I have fixed a bug in the cuda resize kernel. Was the issue only using GPU?
Great! The issue was indeed only using GPU.
Rebuild to Version 2.2 Git revision: c55d0d8
.
Results are now correct for both GPU and CPU.
It was a stupid copy-and-paste error using division instead of multiplication to get the margin. This kernel is only used for the first unrotated image, whereas for the others the rotation and resize is in one step. Good to have this fixed.
Thank you very much for your excellent work!
I am trying to replicate results that I get with PINK v0.23.
After training with the same parameters, I get a different result with PINK v2. It seems harder to get a low AQE and TE with the same parameters. Did something (even some constant like the sqrt after mapping) change for the update rule from v0.23 to v2.1? Something in the neighbourhood function (maybe it got normalized in v2?) or something in the learning rate parameter?
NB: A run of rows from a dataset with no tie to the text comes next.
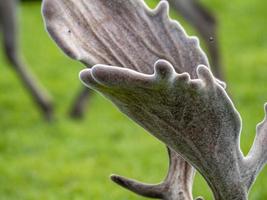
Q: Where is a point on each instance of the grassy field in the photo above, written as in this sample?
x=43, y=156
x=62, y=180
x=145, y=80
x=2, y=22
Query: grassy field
x=69, y=159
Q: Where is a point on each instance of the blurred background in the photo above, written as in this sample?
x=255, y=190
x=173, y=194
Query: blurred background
x=72, y=159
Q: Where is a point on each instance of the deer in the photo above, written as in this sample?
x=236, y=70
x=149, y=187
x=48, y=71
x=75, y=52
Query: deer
x=156, y=74
x=9, y=29
x=191, y=10
x=205, y=24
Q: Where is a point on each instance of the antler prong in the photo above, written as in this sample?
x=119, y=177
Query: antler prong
x=176, y=186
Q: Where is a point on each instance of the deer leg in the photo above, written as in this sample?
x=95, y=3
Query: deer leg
x=205, y=24
x=80, y=102
x=9, y=24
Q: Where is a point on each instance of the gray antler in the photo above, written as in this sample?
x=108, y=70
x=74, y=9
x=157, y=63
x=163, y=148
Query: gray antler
x=124, y=33
x=195, y=117
x=176, y=186
x=178, y=101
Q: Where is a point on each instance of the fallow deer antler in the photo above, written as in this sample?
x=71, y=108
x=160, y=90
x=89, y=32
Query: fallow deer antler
x=176, y=186
x=195, y=117
x=127, y=34
x=181, y=103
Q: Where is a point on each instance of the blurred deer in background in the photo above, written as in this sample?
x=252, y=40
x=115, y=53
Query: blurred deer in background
x=201, y=19
x=8, y=27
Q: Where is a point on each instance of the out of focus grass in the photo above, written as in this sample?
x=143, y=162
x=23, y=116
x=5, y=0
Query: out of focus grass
x=69, y=159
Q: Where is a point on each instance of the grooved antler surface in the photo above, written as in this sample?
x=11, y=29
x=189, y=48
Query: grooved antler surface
x=195, y=117
x=121, y=33
x=179, y=101
x=126, y=34
x=176, y=186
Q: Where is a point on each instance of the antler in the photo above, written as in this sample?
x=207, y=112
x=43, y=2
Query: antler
x=181, y=104
x=126, y=34
x=176, y=186
x=195, y=117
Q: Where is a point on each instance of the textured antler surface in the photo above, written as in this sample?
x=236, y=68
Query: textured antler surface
x=127, y=34
x=195, y=117
x=185, y=108
x=176, y=186
x=121, y=33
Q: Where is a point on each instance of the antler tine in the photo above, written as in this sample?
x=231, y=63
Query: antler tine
x=176, y=186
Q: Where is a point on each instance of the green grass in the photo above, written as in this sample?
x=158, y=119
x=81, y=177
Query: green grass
x=69, y=159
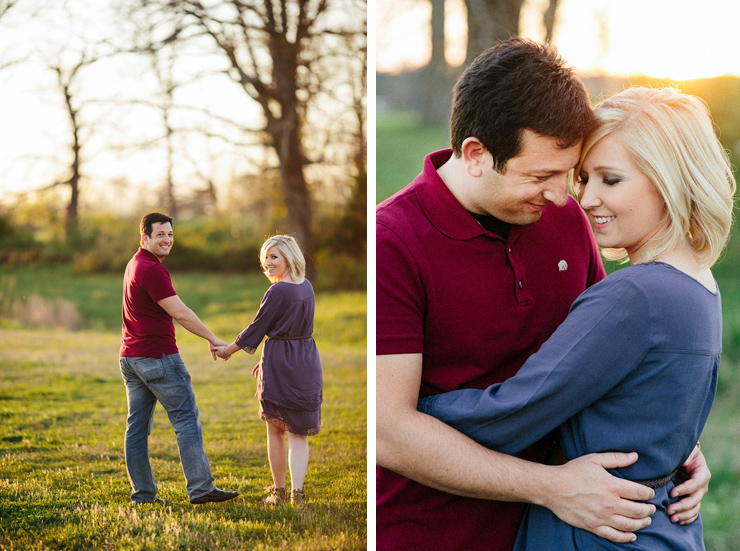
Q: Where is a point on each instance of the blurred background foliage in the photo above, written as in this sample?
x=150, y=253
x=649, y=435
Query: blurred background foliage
x=31, y=235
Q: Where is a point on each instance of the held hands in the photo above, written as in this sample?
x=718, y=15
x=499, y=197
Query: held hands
x=215, y=345
x=221, y=353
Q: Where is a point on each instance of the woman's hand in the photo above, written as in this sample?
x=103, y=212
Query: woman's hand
x=221, y=353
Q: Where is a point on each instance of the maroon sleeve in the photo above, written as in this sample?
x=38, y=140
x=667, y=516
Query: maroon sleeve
x=400, y=296
x=157, y=283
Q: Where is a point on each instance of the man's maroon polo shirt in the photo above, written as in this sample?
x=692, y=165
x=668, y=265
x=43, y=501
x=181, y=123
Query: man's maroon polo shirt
x=476, y=306
x=147, y=328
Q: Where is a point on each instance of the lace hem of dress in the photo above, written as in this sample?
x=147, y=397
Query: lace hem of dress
x=313, y=431
x=309, y=406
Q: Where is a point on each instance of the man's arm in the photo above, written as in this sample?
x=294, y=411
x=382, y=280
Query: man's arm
x=176, y=308
x=426, y=450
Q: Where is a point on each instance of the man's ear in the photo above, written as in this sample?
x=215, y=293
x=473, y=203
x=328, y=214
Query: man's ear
x=475, y=156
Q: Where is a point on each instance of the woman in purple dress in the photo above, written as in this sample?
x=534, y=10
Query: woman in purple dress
x=289, y=379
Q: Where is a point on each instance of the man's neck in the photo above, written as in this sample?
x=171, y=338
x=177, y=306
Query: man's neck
x=457, y=180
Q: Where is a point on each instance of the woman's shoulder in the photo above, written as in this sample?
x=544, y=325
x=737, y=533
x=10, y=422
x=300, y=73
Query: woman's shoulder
x=285, y=288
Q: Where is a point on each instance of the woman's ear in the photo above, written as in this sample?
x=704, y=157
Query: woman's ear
x=476, y=157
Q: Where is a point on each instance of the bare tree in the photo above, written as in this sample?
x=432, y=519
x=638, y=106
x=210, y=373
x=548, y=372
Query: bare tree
x=269, y=47
x=66, y=80
x=488, y=22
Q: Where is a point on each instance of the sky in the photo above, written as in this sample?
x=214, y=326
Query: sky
x=678, y=39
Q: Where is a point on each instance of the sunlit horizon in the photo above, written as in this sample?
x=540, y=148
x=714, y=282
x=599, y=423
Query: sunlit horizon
x=671, y=39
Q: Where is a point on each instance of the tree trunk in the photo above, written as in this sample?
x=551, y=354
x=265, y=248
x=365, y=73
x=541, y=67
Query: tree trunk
x=549, y=20
x=490, y=21
x=436, y=108
x=285, y=129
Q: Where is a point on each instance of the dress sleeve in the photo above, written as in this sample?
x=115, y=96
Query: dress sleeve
x=604, y=338
x=270, y=308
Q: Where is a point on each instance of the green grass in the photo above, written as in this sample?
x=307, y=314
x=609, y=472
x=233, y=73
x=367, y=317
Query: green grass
x=63, y=481
x=402, y=143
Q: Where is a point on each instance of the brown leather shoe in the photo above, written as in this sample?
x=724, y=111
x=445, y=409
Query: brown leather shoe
x=298, y=499
x=276, y=496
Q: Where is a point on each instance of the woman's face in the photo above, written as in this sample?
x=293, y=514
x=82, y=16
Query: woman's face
x=276, y=264
x=621, y=202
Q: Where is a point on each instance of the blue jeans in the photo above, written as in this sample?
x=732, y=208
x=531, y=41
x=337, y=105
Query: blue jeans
x=166, y=380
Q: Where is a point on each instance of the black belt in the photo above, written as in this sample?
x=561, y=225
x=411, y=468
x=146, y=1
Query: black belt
x=658, y=482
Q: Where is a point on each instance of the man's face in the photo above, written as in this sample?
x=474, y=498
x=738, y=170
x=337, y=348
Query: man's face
x=161, y=241
x=531, y=181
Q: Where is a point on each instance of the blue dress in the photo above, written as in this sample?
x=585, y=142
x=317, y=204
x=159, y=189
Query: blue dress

The only notable difference is that the neuron size is now bigger, but the euclidean distance dimension of v2 is equal to the euclidean distance dimension used in v0.23.
v0.23:
v2.1
After a few rounds with ever decreasing GAUSS and SIGMA I get the following values: v0.23 AQEs: [91.0, 102.0, 89.0, 70.0, 64.0, 59.0, 55.0, 51.0, 48.0, 46.0, 44.0, 42.0, 40.0, 39.0, 38.0, 37.0, 37.0, 36.0, 36.0, 36.0, 36.0, 35.0, 35.0, 35.0, 35.0, 35.0, 35.0] v2.1 AQEs: [95.0, 96.0, 80.0, 79.0, 76.0, 73.0, 74.0, 70.0, 69.0, 67.0, 66.0, 66.0, 65.0, 64.0, 64.0, 63.0, 63.0, 63.0, 63.0, 63.0, 62.0, 62.0, 62.0, 62.0, 62.0, 62.0, 62.0]
v0.23 TEs: [7, 27, 23, 11, 8, 4, 3, 3, 2, 1, 1, 1, 1, 1, 1, 1, 1, 1, 2, 2, 2, 2, 2, 2, 2, 2, 2] v2.1 TEs: [36, 49, 37, 32, 24, 28, 18, 17, 12, 11, 11, 10, 10, 9, 9, 9, 8, 8, 8, 8, 9, 9, 9, 9, 9, 9, 9]
or as picture: (the value used to divide the AQEs in the picture is the same for both: the euclidean distance dimension.)